TensorFlow is one of the most popular and primary software tools for creating deep learning models. Mainly used for classification, prediction, perception, etc., there are numerous reasons why one should use this platform.
Adding another feather to its diverse usage, Google this week introduced Neural Structured Learning (NSL), an open-source framework to learn neural networks. This framework works with the TensorFlow platform and is suitable for both beginners and advanced developers to use it for training neural networks with structured signals. The NSL can be applied to construct accurate and robust models for vision, language understanding, and prediction in general.
What Will NSL Accomplish
Neural Structured Learning in TensorFlow is an easy-to-use framework for training deep neural networks by leveraging structured signals along with feature inputs. This learning paradigm implements Neural Graph Learning in order to train neural networks using graphs and structured data. As the researchers mention, the graphs can come from multiple sources such as knowledge graphs, medical records, genomic data or multimodal relations. Moreover, this framework also generalises to adversarial learning.
The NSL framework in TensorFlow provides with the following easy-to-use APIs and tools for developers to train models with structured signals
- Keras APIs to enable training with graphs (explicit structure) and adversarial perturbations (implicit structure)
- TF ops and functions to enable training with structure when using lower-level TensorFlow APIs
- Tools to build graphs and construct graph inputs for training
Why This Framework
Structured data contains rich relational information among the samples.

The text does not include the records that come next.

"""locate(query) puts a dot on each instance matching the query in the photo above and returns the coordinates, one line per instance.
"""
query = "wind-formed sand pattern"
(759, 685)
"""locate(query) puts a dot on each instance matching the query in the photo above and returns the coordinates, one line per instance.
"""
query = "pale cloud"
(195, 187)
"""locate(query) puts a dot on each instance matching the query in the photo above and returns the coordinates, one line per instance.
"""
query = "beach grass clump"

During the training phase of an ML model, leveraging the structured signals helps in gaining higher model accuracy. The structured signals are mainly used to regularise the training of a neural network by forcing the model to learn accurate predictions as well as maintaining the input structural similarity. Also, training with structured signals also leads to more robust ML models.

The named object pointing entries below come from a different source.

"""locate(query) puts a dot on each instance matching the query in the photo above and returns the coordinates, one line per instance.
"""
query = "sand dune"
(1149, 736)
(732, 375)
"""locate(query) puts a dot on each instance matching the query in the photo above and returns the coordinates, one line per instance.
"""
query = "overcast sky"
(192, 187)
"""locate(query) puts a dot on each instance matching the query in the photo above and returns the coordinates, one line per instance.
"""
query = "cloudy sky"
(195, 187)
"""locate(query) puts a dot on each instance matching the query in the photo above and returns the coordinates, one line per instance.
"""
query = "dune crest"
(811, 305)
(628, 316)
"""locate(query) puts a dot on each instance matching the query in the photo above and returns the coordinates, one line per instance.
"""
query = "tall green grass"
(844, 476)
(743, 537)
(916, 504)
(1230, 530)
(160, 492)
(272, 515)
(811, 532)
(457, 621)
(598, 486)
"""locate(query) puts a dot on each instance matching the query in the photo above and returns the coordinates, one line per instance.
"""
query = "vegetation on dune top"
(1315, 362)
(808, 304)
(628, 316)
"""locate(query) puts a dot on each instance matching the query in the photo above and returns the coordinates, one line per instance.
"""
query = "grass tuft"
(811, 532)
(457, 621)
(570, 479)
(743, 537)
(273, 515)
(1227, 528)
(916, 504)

The researchers at Google have been widely using this method in order to achieve and improve model performance. This technique is generic and can be easily applied on various neural net models such as Recurrent Neural Net (RNN), Convolutional Neural Net (CNN) and Feed-forward Neural Net.
How It Works
Neural Structured Learning generalises to Neural Graph Learning when the neighbours are explicitly represented by graphs and it generalises to Adversarial Learning when the neighbours are implicitly induced by adversarial perturbation. The researchers obtained a neural network model which is trained with adversarial examples with less than five additional lines.
We ran the NSL framework in TensorFlow using Google Colaboratory where we used the popular MNIST dataset to train and test the neural net model as given in the official site. The categorical accuracy was found to be 98 percent and the accuracy of the test set was found to be 97 percent.
Prerequisites
- MNIST dataset
- TensorFlow Version 2
Application of This Framework
Neural Structured Learning (NSL) can be applied to construct accurate and robust models for computer vision, natural language understanding, natural language processing and prediction in general. Researchers mention that NSL provides tools for developers to construct graphs from raw data, it also provides APIs to “induce” adversarial examples as implicit structured signals. The framework allows TensorFlow users to incorporate with various structured signals for training neural nets and also works for various learning environments such as supervised, unsupervised and semi-supervised.
Advantages of Using NSL
- Higher Accuracy: The training approach with both structured signals and features has outperformed various existing methods which mainly rely on training with features only.
- Robustness: It has the ability to generalise to Adversarial Learning which can be said as one of the main reasons for a model to gain robustness as it improves the accuracy of the model.
- Less Labelled Data Required: NSL enables neural networks to harness both labeled and unlabeled data. It basically allows the model to train using the labelled data as well as learn other similar hidden representations of the neighbouring samples regardless of the labels.